The petition for a writ of habeas corpus is denied for the reasons stated in the opinion of the Appellate Division, People v. Brown, 251 A.D.2d 341, 673 N.Y.S.2d 1012 (2d Dep't), and the memorandum of law filed by the District Attorney.

Brown v. Senkowski, CV-99-723 (E.D.N.Y. dated June 23, 1999, filed June 25, 1999).

2. The Petition of DeFina

Judge Korman denied the petition of DeFina in an order that stated as follows:

The petition for a writ of habeas corpus is denied. I agree with the District Attorney that petitioner procedurally forfeited the claims raised on the direct appeal to the Appellate Division, because his application for leave to appeal to the Court of Appeals merely enclosed the briefs filed in the Appellate Division without indicating the grounds upon which leave was sought. See Grey v. Hoke, 933 F.2d 117, 121 (2d Cir.1991); contra Meatley v. Artuz, 886 F.Supp. 1009, 1013-1014 (E.D.N.Y.1995). In any event, the claims do not warrant habeas corpus relief for the reasons stated in the opinion of the Appellate Division, People v. DeFina, 256 A.D.2d 586, 682 N.Y.S.2d 878 (2d Dep't 1998), and the memorandum of law filed by the District Attorney.

The issue raised in petitioner's collateral attack on the judgment of conviction is without merit for the reasons stated in the opinion of the Appellate Division. People v. DeFina, 256 A.D.2d 587, 685 N.Y.S.2d 249 (2d Dep't 1998).

DeFina v. Albaugh, 99 Civ. 5064 (E.D.N.Y. dated Oct. 27, 1999, filed Nov. 1, 1999) ("DeFina v. Albaugh").

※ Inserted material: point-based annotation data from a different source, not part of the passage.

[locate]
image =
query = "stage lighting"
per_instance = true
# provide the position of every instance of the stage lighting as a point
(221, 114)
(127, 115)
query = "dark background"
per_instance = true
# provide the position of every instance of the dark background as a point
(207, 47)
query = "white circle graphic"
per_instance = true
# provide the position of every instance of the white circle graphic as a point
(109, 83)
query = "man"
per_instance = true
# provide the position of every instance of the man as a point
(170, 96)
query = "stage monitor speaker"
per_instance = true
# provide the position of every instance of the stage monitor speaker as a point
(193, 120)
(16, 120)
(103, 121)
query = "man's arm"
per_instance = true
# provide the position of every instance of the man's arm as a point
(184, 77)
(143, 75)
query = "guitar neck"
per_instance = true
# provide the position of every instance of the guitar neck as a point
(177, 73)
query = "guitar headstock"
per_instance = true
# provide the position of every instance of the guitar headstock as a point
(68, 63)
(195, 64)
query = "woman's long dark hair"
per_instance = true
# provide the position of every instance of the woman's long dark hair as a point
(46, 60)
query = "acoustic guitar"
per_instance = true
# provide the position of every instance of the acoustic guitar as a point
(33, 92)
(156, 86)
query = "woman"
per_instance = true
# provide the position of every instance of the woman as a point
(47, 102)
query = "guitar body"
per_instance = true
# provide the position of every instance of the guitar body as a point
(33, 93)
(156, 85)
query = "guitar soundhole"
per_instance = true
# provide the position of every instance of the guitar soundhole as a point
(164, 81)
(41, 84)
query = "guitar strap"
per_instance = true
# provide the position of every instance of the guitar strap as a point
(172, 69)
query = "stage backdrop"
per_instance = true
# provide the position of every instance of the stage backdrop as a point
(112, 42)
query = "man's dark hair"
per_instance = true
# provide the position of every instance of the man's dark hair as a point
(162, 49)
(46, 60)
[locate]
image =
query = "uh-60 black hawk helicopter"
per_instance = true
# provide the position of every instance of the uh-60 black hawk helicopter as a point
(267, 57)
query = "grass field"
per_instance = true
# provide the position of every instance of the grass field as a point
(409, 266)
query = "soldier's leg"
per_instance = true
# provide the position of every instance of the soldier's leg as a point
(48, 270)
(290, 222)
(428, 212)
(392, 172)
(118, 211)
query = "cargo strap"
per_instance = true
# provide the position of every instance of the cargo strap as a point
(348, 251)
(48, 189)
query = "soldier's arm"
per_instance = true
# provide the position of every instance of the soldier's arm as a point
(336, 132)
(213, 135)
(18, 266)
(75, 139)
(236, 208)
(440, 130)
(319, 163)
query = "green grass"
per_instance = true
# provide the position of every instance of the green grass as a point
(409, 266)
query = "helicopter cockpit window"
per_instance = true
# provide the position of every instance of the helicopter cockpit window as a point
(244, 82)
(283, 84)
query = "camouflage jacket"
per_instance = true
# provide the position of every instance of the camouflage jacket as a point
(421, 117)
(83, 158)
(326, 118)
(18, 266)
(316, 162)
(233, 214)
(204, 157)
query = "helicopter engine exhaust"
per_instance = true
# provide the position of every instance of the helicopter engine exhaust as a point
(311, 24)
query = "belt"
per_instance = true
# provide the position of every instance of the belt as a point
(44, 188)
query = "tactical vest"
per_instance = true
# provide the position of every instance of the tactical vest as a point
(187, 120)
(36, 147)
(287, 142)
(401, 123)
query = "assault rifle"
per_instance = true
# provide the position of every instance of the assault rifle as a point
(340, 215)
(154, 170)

3. The Petitions of Hakim, Spencer, Chang, Alcantara, Bannon, Miranda, Collins, Rudenko, and Konstantin

Judge Trager denied nine of the present petitions in virtually identically worded orders. Seven of the orders differed only slightly in their paragraph breakage and punctuation, and in their citations to the respective petitioners' state-court appeals and the dates of the State's responses to the respective petitions. Those seven stated that the

petition for a writ of habeas corpus is denied[] substantially for the reasons set out in the decision of the Appellate Division, People v. [the pertinent petitioner, citation], and the respondent's Memorandum of Law dated [date], submitted in opposition to the petition. In addition, petitioner's claims do not meet the standards required by 28 U.S.C. § 2254(d) for grant of the petition. None of the state's rulings resulted in a decision that was contrary to, or involved an unreasonable application of, clearly established federal law as determined by the United States Supreme Court, or resulted in a decision that was based on an unreasonable determination of the facts in light of the evidence presented. Accordingly, it is hereby

ORDERED that the petition for a writ of habeas corpus is dismissed. The Clerk of the Court is directed to close the case. A certificate of appealability will not issue since petitioner has not made a substantial showing of the denial of a constitutional right. 28 U.S.C. § 2253, as amended by the Antiterrorism and Effective Death Penalty Act of 1...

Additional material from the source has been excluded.